The Brazilian metropolis Sao Paulo now has 20 million residents. Around 70,000 of them are Jews. It is a minority which helps shape the life in the city nonetheless. Here are just three examples.
It's supposedly the best hospital in Brazil. A model clinic, a worldwide leader for liver transplants. The Albert Einstein Hospital: a veritable city within a city, founded on the day it's genial namesake died on April 18, 1955.
Give and take
Today, around 70,000 Jewish people live in the Latin American city of Sao Paulo. And no matter who you talk to, everyone says that the city welcomed them with open arms.
And because of that, some people like to give something in return.
"We decided to do something for the most important thing of all. And that is life itself," said Claudio Lottenberg, an ophthalmologist and president of the Albert Einstein Hospital.
Sao Paulo is a city of nightmarish contrasts, from crude and dazzling wealth to bitter and life-threatening poverty, a city full of Gods, as colorful as New York, a melting-pot of people, cuisines and cultures.
According to Claudio Lottenberg, the Jewish community is active all over the city: in politics, in economics, in academia, in science and culture. It includes people from the upper- and middle-classes, the educated and highly privileged.
A representative cross-section of the city's general population it is not. Coincidence? No, says Rabbi Ruben Sternschein. Many in Sao Paulo's existing Jewish community have German roots. "And this liberal Judaism is exemplified through a sense of social responsibility and an interest in education," he added.
Culture for sale
Pedro Herz sells culture in his bookstores in Sao Paulo and other Brazilian cities. He has around 2,000 employees and imports around 10 ton of airfreight every week, mainly from the USA and England.
The majority is books, of course, but also CDs, DVDs, games and newspapers. It's an empire: A chain of cultivated department stores with a brand recognition that stretches way beyond the borders of Brazil. Pedro Herz is extremely proud of Livraria Cultura.

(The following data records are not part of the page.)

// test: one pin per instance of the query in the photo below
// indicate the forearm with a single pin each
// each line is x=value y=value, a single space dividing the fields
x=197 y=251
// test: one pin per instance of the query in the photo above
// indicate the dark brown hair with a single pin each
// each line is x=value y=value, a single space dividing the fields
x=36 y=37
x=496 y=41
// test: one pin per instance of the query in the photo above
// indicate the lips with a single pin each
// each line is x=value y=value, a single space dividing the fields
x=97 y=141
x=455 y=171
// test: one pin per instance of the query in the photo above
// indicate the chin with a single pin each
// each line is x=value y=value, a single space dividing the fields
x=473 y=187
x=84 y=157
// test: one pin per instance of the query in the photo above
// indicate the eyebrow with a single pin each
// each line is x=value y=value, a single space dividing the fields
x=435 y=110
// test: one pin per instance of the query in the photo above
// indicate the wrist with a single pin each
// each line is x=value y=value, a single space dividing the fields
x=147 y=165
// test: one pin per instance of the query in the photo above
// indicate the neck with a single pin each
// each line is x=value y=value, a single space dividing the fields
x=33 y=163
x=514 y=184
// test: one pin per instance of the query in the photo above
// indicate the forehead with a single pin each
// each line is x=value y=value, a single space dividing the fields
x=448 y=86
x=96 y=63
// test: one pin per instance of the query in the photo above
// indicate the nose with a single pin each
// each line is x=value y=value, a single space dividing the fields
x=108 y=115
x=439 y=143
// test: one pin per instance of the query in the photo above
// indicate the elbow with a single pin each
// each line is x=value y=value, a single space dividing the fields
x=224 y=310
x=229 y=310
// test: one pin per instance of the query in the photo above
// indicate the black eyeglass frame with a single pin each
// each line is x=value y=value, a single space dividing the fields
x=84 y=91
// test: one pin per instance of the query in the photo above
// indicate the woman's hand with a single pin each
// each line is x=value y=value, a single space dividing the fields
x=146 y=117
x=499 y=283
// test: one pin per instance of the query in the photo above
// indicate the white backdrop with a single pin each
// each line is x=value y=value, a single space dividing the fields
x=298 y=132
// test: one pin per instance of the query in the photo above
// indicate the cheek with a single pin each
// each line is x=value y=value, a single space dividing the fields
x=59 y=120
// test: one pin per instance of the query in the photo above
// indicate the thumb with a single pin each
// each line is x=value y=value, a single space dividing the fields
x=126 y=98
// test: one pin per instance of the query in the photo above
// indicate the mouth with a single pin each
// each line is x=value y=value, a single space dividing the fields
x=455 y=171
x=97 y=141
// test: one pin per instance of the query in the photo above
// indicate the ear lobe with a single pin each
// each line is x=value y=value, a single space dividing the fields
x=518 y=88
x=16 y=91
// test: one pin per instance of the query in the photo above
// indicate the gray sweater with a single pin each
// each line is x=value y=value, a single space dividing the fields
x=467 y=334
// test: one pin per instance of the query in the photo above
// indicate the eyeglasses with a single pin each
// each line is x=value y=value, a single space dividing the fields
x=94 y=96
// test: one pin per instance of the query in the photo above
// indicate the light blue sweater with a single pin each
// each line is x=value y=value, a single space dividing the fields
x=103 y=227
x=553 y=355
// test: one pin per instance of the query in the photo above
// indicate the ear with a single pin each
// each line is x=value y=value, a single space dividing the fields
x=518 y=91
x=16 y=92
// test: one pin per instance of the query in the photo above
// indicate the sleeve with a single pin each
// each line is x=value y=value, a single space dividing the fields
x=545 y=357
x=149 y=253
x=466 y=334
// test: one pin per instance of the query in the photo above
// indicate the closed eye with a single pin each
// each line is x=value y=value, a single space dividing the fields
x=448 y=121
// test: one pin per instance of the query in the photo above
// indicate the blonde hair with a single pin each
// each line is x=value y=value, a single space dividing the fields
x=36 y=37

It all began in 1947 with a small library. Friends and acquaintances of Pedro Herz's family wanted to read something. They were immigrants just like Eva Herz and her husband, who had fled from Berlin in 1938.
But where could one buy German books in Sao Paulo in 1947? The few books that were there were in private ownership. Nevertheless, Eva Herz collected 10 books together and lent them out on a weekly basis.
And that's how it all began, Pedro Herz says. Some 20 years later he opened the first Livraria Cultura on the Avenida Paulista. He's has been there from day one, first as a bookseller, then as the director of the business.
The flagship store - a concept store in a former cinema - encompasses three floors and is the largest bookstore in the country. It even has a small theater, just a short walk away there are specialist bookstore for art, photography and the entire catalogues of select publishing houses.
"I believe that we built something great, my sons and I," Pedro Herz says. But he's not stopping there - more branches are due to open in the near future.
Helping is human
The journey from the Avenida Paulista takes at least half an hour, without traffic. Then you come to Margrit Herzberg and "Lar das Criancas" - a children's home founded by German immigrants Charlotte Hamburger from Berlin and Ida Hoffman from southern Germany.
In the early days, Jewish children were brought there in order for their parents to concentrate on building a new life. When that was successful and the demand for places at the home began to decline, Lar das Crianca wasn't closed. Instead it opened up to a new customer base: poor and needy Brazilian children.
Margret Herzberg, the director of the children's home, says once people can take care of themselves, it's their responsibility to try to help others where they can.
Around 250 children profit from this philosophy each year, including young people who are given the opportunity to blossom. "In Lar das Criancas they learn to believe in themselves," Ruben Sternschein explains.
It makes it easier for them to find their place in life. Sternschein knows hundreds of cases where that way of thinking has been successful.